On ne sait jamais de quoi sera fait l’avenir, il existe toutefois des périodes où il est plus facile de vivre dans l’insouciance. D’autres moments requièrent plus de prospective. Et il y a aussi un temps pour la révolte, comme chez nos voisins du sud où le lynchage de Georges Floyd a fait descendre les gens dans la rue; cette fois, les Noirs ne sont pas seuls à scander Black lives matter. Question racisme, xénophobie et discrimination, il faudrait aussi regarder dans notre cour.
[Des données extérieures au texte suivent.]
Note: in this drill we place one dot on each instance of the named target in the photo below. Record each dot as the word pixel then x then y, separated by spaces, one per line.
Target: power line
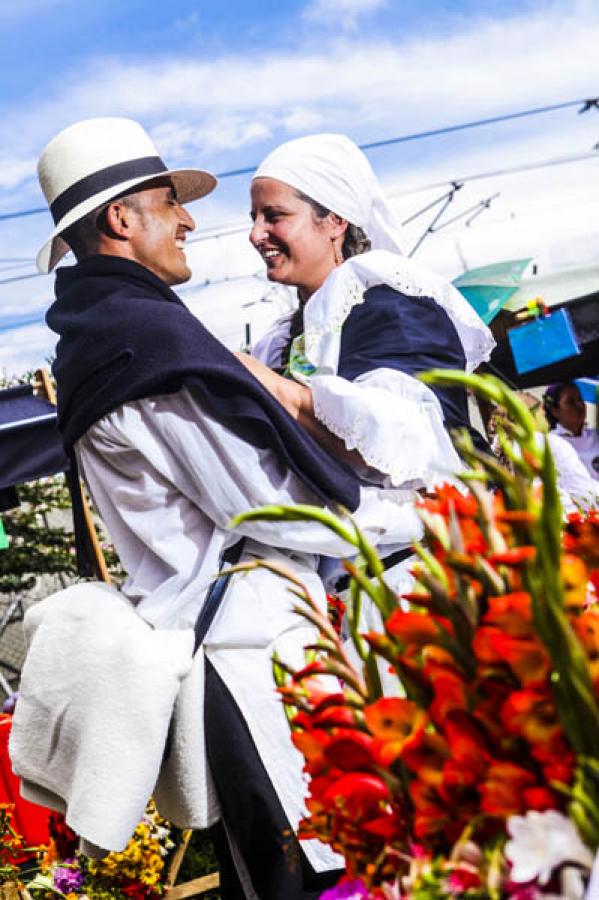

Une bonne nouvelle toutefois, la société civile a réussi à stopper le projet de loi 61, préparé sans respect pour la démocratie participative. Une honte! Le meilleur moyen d’accélérer les évaluations environnementales qu’on accuse de lenteur est d’engager plus de personnel pour les faire et non pas de faire payer le droit de passer outre. Et si le véritable objectif du gouvernement caquiste dans sa tentative d’obtenir un pouvoir démesuré était d’assurer sa réélection grâce à des projets d’infrastructure menés à terme dans des comtés bien ciblés, et ce, juste à temps pour la prochaine campagne électorale? Il semble que ce soit la frustration d’avoir échoué plutôt que le bien commun qui a mis un terme à la session parlementaire; elle aurait pu se prolonger de quelques semaines et permettre d’adopter tout ce qui faisait consensus. On ne peut pas faire confiance à ce gouvernement trop enclin à l’improvisation : il est clair qu’il faudra reprendre la mobilisation pour le climat afin que la relance ne soit pas le remède du pire. Monsieur Legault et son commando d’hommes d’affaires auraient intérêt à méditer cet échec avant de revenir à la charge. Un capital de sympathie peut se gaspiller très rapidement, une dégringolade dans les sondages est si vite arrivée. La docilité a fait son temps.

1 Henri Laborit, Éloge de la fuite, Paris : Folio Essai, [1976], 1985.